Sözleri, hasta olan kalblere ilaç idi.
Önceden vali idi, çok çalışkan ve adil.
O, bu vazifesinde, çalıştı bir nice yıl.
Pek fazla seviyordu kendisini ahali.
Bağdat'ta, sultan dahi öğrendi işbu hali.
O, bu vazifesinde, gösterince liyakat,
Sultan da verdi ona, çok kıymetli bir hil’at.

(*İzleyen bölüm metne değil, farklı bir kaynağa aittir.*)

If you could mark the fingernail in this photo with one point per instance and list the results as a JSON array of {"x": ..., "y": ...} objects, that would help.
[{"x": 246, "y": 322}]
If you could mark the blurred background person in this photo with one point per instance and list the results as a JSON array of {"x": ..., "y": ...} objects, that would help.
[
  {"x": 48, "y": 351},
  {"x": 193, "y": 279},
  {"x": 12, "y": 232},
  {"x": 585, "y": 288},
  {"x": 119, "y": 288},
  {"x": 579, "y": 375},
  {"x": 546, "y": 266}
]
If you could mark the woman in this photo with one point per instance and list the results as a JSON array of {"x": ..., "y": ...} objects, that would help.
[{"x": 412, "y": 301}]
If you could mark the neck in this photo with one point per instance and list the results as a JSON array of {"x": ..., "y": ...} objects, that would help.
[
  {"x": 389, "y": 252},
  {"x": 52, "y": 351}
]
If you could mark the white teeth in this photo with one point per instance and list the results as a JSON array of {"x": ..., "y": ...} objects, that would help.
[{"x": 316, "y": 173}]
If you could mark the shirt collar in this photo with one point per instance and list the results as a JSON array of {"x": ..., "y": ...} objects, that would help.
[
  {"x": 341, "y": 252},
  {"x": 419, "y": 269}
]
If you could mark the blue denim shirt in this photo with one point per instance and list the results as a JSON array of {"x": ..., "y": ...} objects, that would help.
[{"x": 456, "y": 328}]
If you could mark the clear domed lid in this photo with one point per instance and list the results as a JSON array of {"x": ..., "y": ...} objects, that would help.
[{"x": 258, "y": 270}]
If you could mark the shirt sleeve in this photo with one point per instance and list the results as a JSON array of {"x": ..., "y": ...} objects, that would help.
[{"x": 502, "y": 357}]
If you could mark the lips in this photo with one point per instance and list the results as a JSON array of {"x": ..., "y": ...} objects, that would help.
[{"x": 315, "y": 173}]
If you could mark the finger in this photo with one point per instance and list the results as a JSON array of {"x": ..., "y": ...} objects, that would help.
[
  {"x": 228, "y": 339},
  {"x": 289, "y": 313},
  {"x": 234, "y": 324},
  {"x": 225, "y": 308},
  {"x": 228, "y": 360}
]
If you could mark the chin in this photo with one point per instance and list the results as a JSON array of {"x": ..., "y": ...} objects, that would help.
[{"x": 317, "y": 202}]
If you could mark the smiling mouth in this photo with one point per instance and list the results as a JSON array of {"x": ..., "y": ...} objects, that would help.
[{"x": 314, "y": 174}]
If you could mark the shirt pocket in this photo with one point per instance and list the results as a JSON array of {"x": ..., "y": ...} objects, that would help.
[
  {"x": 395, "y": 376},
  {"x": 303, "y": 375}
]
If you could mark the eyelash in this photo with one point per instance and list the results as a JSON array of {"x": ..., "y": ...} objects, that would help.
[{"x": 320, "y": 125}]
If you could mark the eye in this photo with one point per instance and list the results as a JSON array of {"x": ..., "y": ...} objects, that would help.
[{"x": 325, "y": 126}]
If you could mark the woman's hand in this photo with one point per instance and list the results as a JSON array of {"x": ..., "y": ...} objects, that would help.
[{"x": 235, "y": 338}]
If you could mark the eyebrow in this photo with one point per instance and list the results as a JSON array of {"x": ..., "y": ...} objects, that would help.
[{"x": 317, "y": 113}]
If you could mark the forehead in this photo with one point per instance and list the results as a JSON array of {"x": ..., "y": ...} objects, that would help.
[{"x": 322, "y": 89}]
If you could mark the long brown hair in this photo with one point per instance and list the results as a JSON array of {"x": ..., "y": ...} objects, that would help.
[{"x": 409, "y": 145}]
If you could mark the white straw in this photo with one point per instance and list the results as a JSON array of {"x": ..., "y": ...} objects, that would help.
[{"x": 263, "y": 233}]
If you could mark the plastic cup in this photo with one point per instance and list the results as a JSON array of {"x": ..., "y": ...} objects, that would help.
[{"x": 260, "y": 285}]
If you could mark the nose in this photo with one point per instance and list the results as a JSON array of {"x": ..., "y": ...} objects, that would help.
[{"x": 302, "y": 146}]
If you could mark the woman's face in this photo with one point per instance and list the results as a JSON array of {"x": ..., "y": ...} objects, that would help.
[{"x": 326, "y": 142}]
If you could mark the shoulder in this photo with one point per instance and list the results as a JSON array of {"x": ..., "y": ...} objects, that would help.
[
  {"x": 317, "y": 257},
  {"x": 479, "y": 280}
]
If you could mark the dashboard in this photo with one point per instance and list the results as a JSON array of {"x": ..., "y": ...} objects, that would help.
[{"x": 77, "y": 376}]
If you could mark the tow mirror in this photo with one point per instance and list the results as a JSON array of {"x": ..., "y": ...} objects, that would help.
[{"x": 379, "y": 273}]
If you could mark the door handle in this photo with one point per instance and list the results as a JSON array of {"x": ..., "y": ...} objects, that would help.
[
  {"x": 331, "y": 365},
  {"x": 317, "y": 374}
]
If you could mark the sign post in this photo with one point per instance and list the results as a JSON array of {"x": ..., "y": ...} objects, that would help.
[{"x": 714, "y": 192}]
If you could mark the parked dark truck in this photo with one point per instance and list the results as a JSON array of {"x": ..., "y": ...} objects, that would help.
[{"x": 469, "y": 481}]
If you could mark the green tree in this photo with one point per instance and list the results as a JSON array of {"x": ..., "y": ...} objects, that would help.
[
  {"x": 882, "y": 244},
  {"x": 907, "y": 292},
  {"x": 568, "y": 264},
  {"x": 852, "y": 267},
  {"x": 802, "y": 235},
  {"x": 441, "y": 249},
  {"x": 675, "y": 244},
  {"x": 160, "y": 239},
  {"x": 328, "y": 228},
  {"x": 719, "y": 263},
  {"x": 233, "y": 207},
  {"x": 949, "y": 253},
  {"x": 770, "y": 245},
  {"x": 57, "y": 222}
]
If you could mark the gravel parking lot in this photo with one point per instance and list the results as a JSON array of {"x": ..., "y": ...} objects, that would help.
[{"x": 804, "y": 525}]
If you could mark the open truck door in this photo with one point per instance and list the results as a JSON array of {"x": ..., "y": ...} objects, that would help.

Giyerdi o hil’atı, itina eyleyerek.
Kirletti lakin onu, bir gün istemeyerek.
Buna vakıf olunca, bazı kötü kimseler,
Valiyi, hükümdara şikayet eylediler.
Dediler: (Ey hükümdar, senin ona verdiğin,
Hil'atı hor kullanıp, eyledi pis ve çirkin.)
Hükümdar sinirlenip, verdi ki şöyle ferman:
(Azlettim valilikten, yanıma gelsin heman!)
O, bu emri alınca, eyledi çok taaccüp.
Hükümdardan ziyade, Rabbine oldu mahcup.
Düşündü ki: (Hükümdar, bir kuldur en nihayet.
Bu kıymetli hil'atı, o bana verdi, evet.
Ben ise ihmal edip, kirletince onu az,
Nasıl da sinirlenip, eyledi bana garaz.
Benim bu ihmalimin neticesi olarak,
Beni, bu vazifeden azle kıldı müstehak.
Cenâb-ı Allah dahi, Sultanların Sultanı.
Giydirdi üstümüze, bu kulluk hil'atını.
Bu aziz hil'atı da kirletirsek eğer biz,
Elbette ki bu hale, razı olmaz Rabbimiz.
Allahü teâlânın kulu olmak, ne şeref.
Kıymetini bilmezsek, ceza verir maalesef.
Ve lakin hiç benzemez, bu ceza diğerine.
Önceki, buna göre, pek hafif kalır yine.)
O, böyle düşünerek, ayrıldı valilikten.
Artık dünya işine karışmadı katiyen.
Derdi ki: (Bitti ömrüm, yapmadım kulluğumu.
Ey nefsim, yazık sana, halis kul olmak bu mu?
Sana, bunca nimeti lutfetti Hak teâlâ.
Sen ise gaflettesin, uyanamadın hâlâ?
Bugünden tezi yoktur, Sahibine dön artık.
Yetmez mi, bunca zaman yaptığın günahkârlık?
Halbuki Rabbin sana, eyledi bunca ihsan.
Sen ise buna karşı, yapıyorsun hep isyan.
Bu kulluk hil'atını, kirlettin günah ile.
Geri kalan ömründe, ağla ah-ü vah ile.)
O, kendi kendisine, bunları söyleyerek,
Cüneyd-i Bağdadi’nin huzuruna giderek,
Onun terbiyesiyle, yetişip oldu kâmil.
Tasavvufta, çok büyük nimete oldu nail.